Fritzl mochte das Gefängnis nicht. 1967 war er wegen Vergewaltigung verurteilt worden und hatte achtzehn Monate im Zuchthaus verbracht. An die fehlende Freiheit hatte er eine schlechte Erinnerung, an die barschen Wärter und die frustrierende Masturbation, die er hinter der Trennwand in den Latrinen praktizierte, um sich nicht die Predigten des Pastors anhören zu müssen, eines Kindesmörders, mit dem er die Zelle teilte.
    Mit einunddreißig Jahren verließ er Amstetten und arbeitete in einem Linzer Stahlkonzern. In Abendkursen bildete er sich an der Höheren Technischen Lehranstalt zum Ingenieur weiter. Angelika war gerade geboren, er ließ sie zusammen mit seinen beiden ältesten Kindern bei seiner Frau. Anneliese musste auch den Kerkermeister für ihre Schwiegermutter spielen.
    Zu Beginn ihrer Ehe wohnten sie drei Jahre in einem unbequemen Zimmer außerhalb der Stadt.
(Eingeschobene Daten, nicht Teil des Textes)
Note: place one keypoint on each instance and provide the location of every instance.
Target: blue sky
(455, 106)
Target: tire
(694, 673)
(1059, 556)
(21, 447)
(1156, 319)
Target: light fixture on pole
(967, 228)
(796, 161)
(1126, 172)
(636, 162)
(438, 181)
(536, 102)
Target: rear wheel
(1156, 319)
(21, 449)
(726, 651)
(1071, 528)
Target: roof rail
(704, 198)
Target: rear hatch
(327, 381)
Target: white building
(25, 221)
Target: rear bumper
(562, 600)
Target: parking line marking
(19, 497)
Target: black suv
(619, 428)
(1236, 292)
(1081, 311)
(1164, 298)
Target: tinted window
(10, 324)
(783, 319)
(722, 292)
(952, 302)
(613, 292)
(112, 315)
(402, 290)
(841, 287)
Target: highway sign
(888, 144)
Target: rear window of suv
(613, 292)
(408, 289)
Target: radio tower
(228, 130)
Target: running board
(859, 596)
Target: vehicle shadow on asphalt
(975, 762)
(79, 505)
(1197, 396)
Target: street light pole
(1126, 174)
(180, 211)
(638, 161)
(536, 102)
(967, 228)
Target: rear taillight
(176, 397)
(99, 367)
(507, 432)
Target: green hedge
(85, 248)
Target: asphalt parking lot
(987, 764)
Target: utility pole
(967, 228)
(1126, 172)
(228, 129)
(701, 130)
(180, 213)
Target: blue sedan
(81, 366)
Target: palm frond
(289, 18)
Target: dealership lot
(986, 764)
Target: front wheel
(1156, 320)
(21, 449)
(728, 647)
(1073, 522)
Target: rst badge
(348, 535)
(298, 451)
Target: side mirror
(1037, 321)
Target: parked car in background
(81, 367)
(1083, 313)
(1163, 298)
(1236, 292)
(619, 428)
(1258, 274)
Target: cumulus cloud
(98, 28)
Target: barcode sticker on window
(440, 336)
Das Fenster ging auf die aufgelassenen Steinbrüche, in denen die Bewohner während der Bombardements Schutz gefunden hatten. Fritzl stand oft lange am Fenster und starrte hinaus.
    Er erinnerte sich an den Bombenalarm, den Lehrer, der den Unterricht unterbrochen und sie in Zweierreihen zum Steinbruch geführt hatte. Trotz der Explosionen, bei denen der Fels zitterte und bröckelte, unterrichtete er weiter im Dunkeln. Fritzl erinnerte sich, zusammen mit seinen Schulkameraden Gedichte von Goethe und Nikolaus Lenau deklamiert zu haben – ein heute vergessener großer Lyriker.
    Bis zur Entdeckung des Kellers ging Fritzl jedes Jahr zum Klassentreffen. Auf dem letzten Klassenfoto, aufgenommen im Oktober 2007, lächelt er breit, der alterslose Lehrer posiert stolz inmitten seiner ehemaligen Schüler.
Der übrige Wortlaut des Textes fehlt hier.